`importlib._bootstrap_external` contains this comment:
# We need an absolute path to the py file to avoid the possibility of
# collisions within sys.pycache_prefix [...]
# [...] the idea here is that if we get `Foo\Bar`, we first
# make it absolute (`C:\Somewhere\Foo\Bar`), then make it root-relative
# (`Somewhere\Foo\Bar`), so we end up placing the bytecode file in an
# unambiguous `C:\Bytecode\Somewhere\Foo\Bar\`.
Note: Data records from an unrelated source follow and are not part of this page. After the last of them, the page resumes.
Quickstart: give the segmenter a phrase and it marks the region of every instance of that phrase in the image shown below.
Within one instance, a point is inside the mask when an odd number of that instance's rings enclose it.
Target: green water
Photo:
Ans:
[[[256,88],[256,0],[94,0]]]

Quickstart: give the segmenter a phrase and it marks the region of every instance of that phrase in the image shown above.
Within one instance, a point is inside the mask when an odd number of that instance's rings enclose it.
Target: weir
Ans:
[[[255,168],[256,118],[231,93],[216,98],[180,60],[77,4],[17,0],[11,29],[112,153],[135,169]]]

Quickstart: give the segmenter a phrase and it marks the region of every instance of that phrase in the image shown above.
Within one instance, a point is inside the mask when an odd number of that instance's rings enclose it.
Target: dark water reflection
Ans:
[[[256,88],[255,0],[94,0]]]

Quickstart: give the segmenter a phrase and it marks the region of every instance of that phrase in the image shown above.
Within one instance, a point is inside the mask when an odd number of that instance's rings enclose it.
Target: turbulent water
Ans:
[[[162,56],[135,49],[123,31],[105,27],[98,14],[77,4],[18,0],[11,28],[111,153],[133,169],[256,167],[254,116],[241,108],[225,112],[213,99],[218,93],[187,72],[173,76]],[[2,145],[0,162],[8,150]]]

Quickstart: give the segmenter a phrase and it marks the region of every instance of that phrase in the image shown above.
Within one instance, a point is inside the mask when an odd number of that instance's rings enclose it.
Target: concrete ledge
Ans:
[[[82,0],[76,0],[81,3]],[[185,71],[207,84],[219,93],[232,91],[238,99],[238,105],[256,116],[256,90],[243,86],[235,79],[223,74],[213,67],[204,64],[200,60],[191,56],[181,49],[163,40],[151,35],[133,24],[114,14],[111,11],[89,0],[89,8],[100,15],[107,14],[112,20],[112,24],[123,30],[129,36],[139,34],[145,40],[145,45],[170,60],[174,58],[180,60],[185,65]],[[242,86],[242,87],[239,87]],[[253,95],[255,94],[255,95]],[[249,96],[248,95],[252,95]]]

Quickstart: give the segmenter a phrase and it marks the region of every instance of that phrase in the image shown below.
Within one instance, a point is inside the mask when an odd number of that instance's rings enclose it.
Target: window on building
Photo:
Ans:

The code follows the comment, but doesn't achieve the goal: `C:\Somewhere\Foo\Bar` and `D:\Somewhere\Foo\Bar` collide. There is also no explicit handling of UNC paths, with the result that `\\Somewhere\Foo\Bar` maps to the same location.
I think that on Windows the code should use a mapping like
C:\Somewhere\Foo\Bar ==> C:\Bytecode\C\Somewhere\Foo\Bar
D:\Somewhere\Foo\Bar ==> C:\Bytecode\D\Somewhere\Foo\Bar
\\Somewhere\Foo\Bar ==> C:\Bytecode\UNC\Somewhere\Foo\Bar
The lack of double-slash prefix handling also matters on Unixy platforms that give it a special meaning. Cygwin is probably affected by this. I don't know whether there are any others.